Just like the saying goes that one language can not satisfy every bit of requirement; same goes for R. Takes more SNR to actually get things evolve with R (Just as with Python’s PEPs).

Peace out.

• Jay, Kenosha, WI

Danese Cooper’s highly partisan nature, which seems to be shared by all involved in the Open Government campaign, leads me to wonder if there is anything technically valuable in the movement or if it just another way to spread Hope and Change propoganda. This article taught me very little about R but quite a bit about Danese Cooper’s political views. What that the intent?

• Toby

@Jay, I don’t see anything “partisan” here at all. The concept under discussion here is transparency in government. What is partisan about that?

Re: Hope/Change/Politics trolling – well, as a non-American, I can tell you that Obama doesn’t Change as much as we Hoped. So get over yourself. And take Mr Cooper’s advice to travel; he is perfectly correct in the “paranoid echo chamber” analysis.

• Andrew

@Toby, without agreeing with Jay’s comment, I think you’re wrong to say that transparency in government is not partisan.
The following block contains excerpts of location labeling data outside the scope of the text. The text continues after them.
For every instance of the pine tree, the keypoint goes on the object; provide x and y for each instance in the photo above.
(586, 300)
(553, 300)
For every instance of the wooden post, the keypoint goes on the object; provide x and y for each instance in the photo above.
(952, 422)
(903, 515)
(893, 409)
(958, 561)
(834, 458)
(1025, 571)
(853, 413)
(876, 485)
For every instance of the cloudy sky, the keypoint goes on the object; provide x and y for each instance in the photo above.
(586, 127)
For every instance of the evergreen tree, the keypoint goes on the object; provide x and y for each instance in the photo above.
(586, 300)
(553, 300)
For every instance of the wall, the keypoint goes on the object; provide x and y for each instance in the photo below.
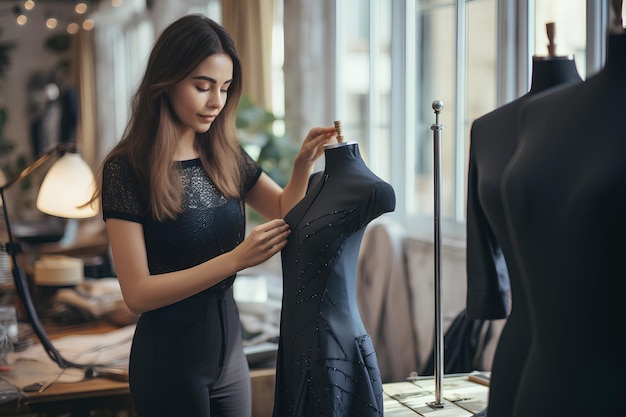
(29, 57)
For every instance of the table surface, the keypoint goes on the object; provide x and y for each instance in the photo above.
(461, 395)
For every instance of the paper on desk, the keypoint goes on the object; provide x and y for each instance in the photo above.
(110, 350)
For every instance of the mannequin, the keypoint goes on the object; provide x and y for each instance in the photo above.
(326, 362)
(564, 199)
(491, 269)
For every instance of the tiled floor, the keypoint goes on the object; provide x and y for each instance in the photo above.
(461, 396)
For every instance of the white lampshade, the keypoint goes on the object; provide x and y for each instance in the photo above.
(67, 186)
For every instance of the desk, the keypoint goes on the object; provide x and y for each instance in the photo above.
(79, 398)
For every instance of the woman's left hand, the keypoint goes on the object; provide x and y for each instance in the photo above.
(313, 146)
While politicians from many different parties may support it, for transparency to be effective, for it to morph into true openness, it will require a shift from representative democracy to participatory democracy. This is where you will start to see a break down in bi-partisan support for ‘transparency’, because then it starts falling into a contested space about what kind of democracy people ‘should’ live in. Discussions about normative values on one issue inevitably get mixed in with the values people have on other topics, and bi-partisanship is likely to diminish – at the very least.

You might want to look at Christopher Hood’s 2007 article in Public Management Review on ‘Transparency and Blame Avoidance’.